La méritocratie repose sur la déparentalisation

L’historien médiéviste Joseph Morsel décrit la singularité de l’avènement de l’Occident par la «déparentalisation» mise en œuvre par l’Église catholique.

Ce mot bizarre indique une action délibérée, obstinée, de l’Église catholique pour remplacer la filiation charnelle par une filiation spirituelle qui lui semblait mieux correspondre à la volonté de Dieu, telle qu’elle interprétait les textes sacrés.
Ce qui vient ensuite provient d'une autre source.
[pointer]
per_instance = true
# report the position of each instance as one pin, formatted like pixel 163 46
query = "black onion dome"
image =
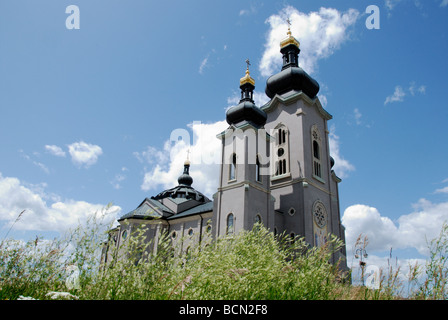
pixel 184 190
pixel 246 110
pixel 292 77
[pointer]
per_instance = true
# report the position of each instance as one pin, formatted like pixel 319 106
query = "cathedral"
pixel 275 170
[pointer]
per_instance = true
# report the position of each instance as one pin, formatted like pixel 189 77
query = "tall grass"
pixel 251 265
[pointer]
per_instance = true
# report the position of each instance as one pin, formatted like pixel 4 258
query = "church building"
pixel 275 170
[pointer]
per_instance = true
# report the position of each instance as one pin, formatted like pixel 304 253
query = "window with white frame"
pixel 317 156
pixel 232 167
pixel 281 150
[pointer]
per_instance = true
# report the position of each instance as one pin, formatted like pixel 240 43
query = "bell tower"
pixel 243 197
pixel 303 183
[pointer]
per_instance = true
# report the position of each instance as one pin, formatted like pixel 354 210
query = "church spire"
pixel 185 178
pixel 291 77
pixel 289 47
pixel 247 85
pixel 246 110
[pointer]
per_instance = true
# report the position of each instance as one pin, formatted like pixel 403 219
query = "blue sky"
pixel 86 114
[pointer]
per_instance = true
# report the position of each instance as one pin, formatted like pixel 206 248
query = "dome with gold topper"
pixel 246 110
pixel 291 77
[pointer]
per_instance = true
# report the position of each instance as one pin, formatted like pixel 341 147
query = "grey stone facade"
pixel 275 169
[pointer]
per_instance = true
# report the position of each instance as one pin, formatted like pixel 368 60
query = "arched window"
pixel 257 170
pixel 232 167
pixel 317 167
pixel 230 229
pixel 282 151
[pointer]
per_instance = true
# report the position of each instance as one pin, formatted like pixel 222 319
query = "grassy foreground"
pixel 251 265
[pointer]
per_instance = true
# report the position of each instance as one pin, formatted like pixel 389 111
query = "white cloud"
pixel 399 93
pixel 205 151
pixel 15 197
pixel 442 190
pixel 397 96
pixel 410 231
pixel 320 34
pixel 341 166
pixel 38 164
pixel 55 150
pixel 203 65
pixel 84 154
pixel 357 116
pixel 260 99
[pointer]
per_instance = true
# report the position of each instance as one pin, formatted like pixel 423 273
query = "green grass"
pixel 252 265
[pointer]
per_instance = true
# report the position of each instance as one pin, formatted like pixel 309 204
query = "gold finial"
pixel 289 39
pixel 247 78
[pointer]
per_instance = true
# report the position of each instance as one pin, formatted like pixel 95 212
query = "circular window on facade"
pixel 292 211
pixel 320 214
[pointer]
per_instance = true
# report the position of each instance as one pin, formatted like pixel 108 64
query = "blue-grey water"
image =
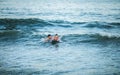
pixel 89 31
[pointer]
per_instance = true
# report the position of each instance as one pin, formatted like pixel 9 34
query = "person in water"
pixel 49 38
pixel 55 39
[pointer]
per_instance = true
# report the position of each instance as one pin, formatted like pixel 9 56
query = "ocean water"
pixel 89 31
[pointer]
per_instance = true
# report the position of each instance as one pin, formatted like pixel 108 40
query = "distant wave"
pixel 27 27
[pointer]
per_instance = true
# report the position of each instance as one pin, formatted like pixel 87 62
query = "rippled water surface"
pixel 89 37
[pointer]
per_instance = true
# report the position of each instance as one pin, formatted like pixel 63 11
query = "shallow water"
pixel 89 33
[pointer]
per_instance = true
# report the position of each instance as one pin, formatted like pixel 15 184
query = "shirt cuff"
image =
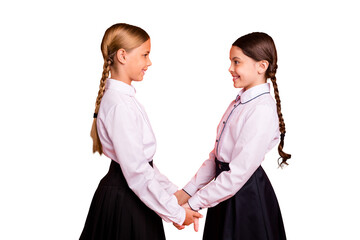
pixel 172 189
pixel 194 203
pixel 190 189
pixel 182 217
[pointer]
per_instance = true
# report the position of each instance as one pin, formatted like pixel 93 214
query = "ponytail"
pixel 283 156
pixel 93 133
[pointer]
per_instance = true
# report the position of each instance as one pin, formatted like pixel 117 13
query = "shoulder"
pixel 114 104
pixel 263 107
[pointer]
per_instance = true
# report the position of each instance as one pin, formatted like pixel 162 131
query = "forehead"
pixel 145 46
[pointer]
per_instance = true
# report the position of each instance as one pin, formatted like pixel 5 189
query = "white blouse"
pixel 247 131
pixel 127 137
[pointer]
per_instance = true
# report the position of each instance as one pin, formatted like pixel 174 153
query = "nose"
pixel 231 69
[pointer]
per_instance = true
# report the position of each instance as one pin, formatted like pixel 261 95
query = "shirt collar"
pixel 248 95
pixel 120 86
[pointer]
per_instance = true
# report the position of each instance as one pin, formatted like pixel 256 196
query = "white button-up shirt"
pixel 127 138
pixel 247 131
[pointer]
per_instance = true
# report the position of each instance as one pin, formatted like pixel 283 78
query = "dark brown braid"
pixel 260 46
pixel 283 156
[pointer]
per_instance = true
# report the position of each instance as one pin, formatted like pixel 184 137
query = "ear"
pixel 121 56
pixel 262 66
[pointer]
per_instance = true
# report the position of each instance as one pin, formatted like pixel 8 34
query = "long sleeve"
pixel 165 182
pixel 124 128
pixel 204 175
pixel 254 137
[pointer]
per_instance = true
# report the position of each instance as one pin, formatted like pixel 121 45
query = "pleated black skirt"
pixel 117 213
pixel 253 213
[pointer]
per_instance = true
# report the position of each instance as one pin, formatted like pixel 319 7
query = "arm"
pixel 165 182
pixel 252 143
pixel 204 175
pixel 123 124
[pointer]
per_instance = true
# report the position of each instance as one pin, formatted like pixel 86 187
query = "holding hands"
pixel 191 216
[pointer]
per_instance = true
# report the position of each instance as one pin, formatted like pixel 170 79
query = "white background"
pixel 51 65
Pour mémoire, il faut se rappeler que l’Église orthodoxe n’en a pas eu la même interprétation et n’a pas obtenu les mêmes résultats.

L’action de l’Église catholique a démarré dès la chute de l’Empire Romain sur son aire d’influence, l’Occident, dont la dénomination découle de l’Église elle-même puisqu’elle était l’Église d’Occident, par opposition à l’Église d’Orient, l’Église orthodoxe.
Et l’on peut ainsi observer la différence entre les deux par les conséquences de leurs pratiques issues de leurs lectures divergentes des Évangiles.

L’action de l’Église catholique a consisté à disqualifier systématiquement la filiation charnelle au profit de la filiation spirituelle, allant jusqu’à interdire la présence des parents lors du baptême de l’enfant pour leur substituer les «parrain et marraine», baptême qui faisait de l’enfant une personne.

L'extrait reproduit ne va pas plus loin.